Detroit, creditors settle

Few details in filing, bankruptcy not mentioned


DETROIT — Detroit has reached an “important settlement” with some creditors as it negotiates ways to get rid of billions of dollars of debt, according to court documents filed Monday.

Details of the agreement haven’t been released.

The disclosure was made in a lawsuit involving the city, an insurance company, and a bank. The document doesn’t reveal any details, but it said Detroit no longer needs a restraining order in the case, which involves a dispute over taxes and casino revenue.

“The city reached in principle an important settlement with certain of its creditors late Friday afternoon, which we understand will be executed [Monday],” attorney Deborah Kovsky-Apap said in the court filing.

Bill Nowling, spokesman for state-appointed emergency manager Kevyn Orr, said the settlement involves swap agreements.

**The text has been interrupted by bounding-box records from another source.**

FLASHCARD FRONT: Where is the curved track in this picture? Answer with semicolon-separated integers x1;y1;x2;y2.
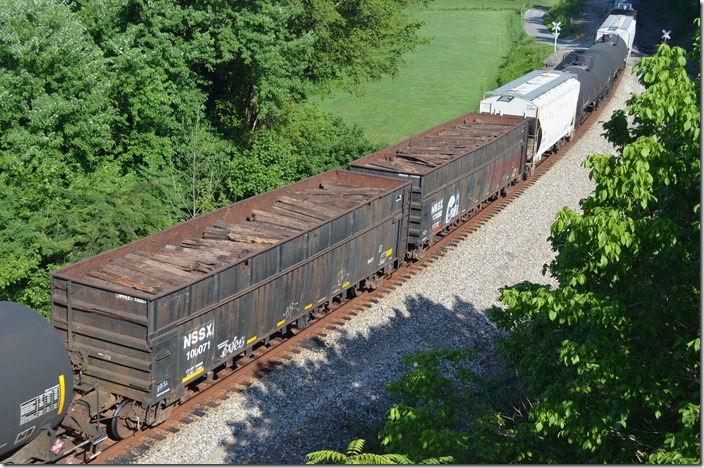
78;69;620;464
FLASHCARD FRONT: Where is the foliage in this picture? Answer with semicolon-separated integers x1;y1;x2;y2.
491;35;701;463
272;103;379;178
0;0;422;314
306;24;701;463
306;439;452;465
379;349;478;461
496;12;552;86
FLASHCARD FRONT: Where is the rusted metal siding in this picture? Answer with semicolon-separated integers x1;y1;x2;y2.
52;171;410;404
350;113;528;245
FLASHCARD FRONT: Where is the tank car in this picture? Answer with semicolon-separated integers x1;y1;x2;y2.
0;302;73;463
562;35;628;126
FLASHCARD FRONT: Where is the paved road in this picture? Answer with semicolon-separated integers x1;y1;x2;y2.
523;0;609;49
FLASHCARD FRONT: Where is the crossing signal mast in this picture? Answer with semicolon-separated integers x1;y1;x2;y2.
662;29;672;44
552;21;560;52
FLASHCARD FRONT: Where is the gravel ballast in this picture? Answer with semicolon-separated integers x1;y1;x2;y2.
134;66;642;464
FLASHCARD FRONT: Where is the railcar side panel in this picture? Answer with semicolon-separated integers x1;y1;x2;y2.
350;113;528;246
52;170;410;405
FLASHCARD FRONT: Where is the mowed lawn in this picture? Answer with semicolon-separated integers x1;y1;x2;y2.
316;0;552;146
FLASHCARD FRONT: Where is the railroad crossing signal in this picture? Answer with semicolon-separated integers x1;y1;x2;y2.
552;21;560;52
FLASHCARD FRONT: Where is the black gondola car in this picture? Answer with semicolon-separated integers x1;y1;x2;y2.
350;113;528;256
51;170;411;438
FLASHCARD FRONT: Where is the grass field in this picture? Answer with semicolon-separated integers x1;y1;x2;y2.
316;0;556;146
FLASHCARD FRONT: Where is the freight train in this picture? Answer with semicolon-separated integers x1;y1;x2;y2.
0;10;635;463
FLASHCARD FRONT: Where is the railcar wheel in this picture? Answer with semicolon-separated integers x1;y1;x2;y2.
108;400;139;440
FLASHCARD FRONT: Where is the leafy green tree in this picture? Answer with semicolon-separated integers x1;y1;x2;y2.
272;103;379;178
491;38;701;463
306;24;701;463
379;348;478;461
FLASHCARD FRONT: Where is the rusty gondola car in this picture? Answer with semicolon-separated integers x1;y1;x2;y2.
51;170;411;439
350;113;528;258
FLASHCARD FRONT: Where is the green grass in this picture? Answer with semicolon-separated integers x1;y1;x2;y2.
316;0;556;146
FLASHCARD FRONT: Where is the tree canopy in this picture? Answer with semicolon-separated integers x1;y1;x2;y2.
310;21;701;464
0;0;427;313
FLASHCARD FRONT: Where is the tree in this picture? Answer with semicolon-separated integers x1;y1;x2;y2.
306;22;701;463
491;35;701;463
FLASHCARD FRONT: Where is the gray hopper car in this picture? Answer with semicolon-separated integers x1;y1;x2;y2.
350;113;529;257
51;170;411;439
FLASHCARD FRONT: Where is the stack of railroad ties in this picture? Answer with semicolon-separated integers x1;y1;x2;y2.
86;182;384;294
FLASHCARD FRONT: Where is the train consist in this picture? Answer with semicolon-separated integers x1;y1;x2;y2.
0;9;635;463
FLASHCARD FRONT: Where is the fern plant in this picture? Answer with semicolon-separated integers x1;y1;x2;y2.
306;439;453;465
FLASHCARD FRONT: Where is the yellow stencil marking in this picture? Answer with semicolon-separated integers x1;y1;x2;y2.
181;367;205;383
57;374;66;414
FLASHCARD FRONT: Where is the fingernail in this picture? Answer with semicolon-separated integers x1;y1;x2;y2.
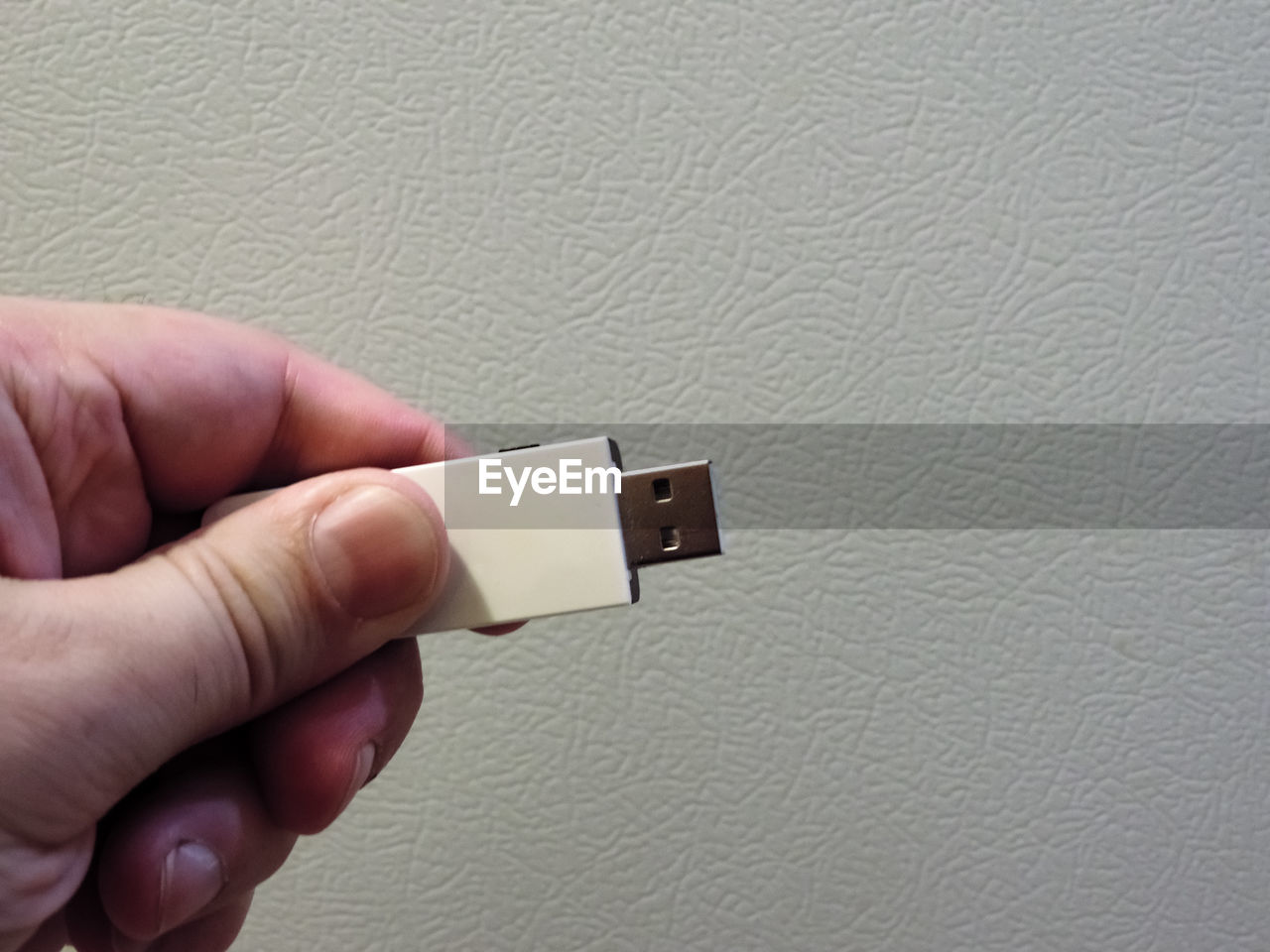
159;843;225;932
313;486;442;618
339;744;375;813
110;929;150;952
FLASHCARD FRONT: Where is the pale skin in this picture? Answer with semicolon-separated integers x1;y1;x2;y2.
0;298;510;952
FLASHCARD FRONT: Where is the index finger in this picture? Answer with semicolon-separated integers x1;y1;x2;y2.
5;300;445;511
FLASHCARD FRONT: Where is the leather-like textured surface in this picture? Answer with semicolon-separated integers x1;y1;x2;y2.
0;0;1270;952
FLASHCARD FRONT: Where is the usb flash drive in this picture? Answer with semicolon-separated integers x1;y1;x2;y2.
203;436;722;635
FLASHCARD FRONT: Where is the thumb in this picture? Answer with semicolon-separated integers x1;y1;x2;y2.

Detroit has pledged money from casino revenue as collateral to avoid defaulting on past pension debt payments. The swaps are backed by insurer Syncora Guarantee Inc., which acts as a trustee and makes payments from casino revenue to parties involved in the swaps.

The settlement referred to in Monday’s court filing primarily involves Bank of America Merrill Lynch and some other entities, Mr. Nowling said.

“We have a deal in principle with the swap counterparties, but it’s not finalized yet,” said Mr. Nowling, who said details could not be released until a deal is signed.

Earlier this month, a county judge granted Mr. Orr a temporary restraining order against Syncora, which the city said was improperly withholding $11 million a month in casino payments and taxes.

Mr. Orr, a bankruptcy expert, was hired by the state in March to fix Detroit’s chronic budget deficit and solve the city’s long-term debt of about $17 billion.

Separately, in his latest quarterly report to state officials, Mr. Orr said Detroit remains in “dire” condition and could run out of money by December if more action isn’t taken to defer payments or conserve money.

The 11-page report doesn’t mention the possibility of bankruptcy.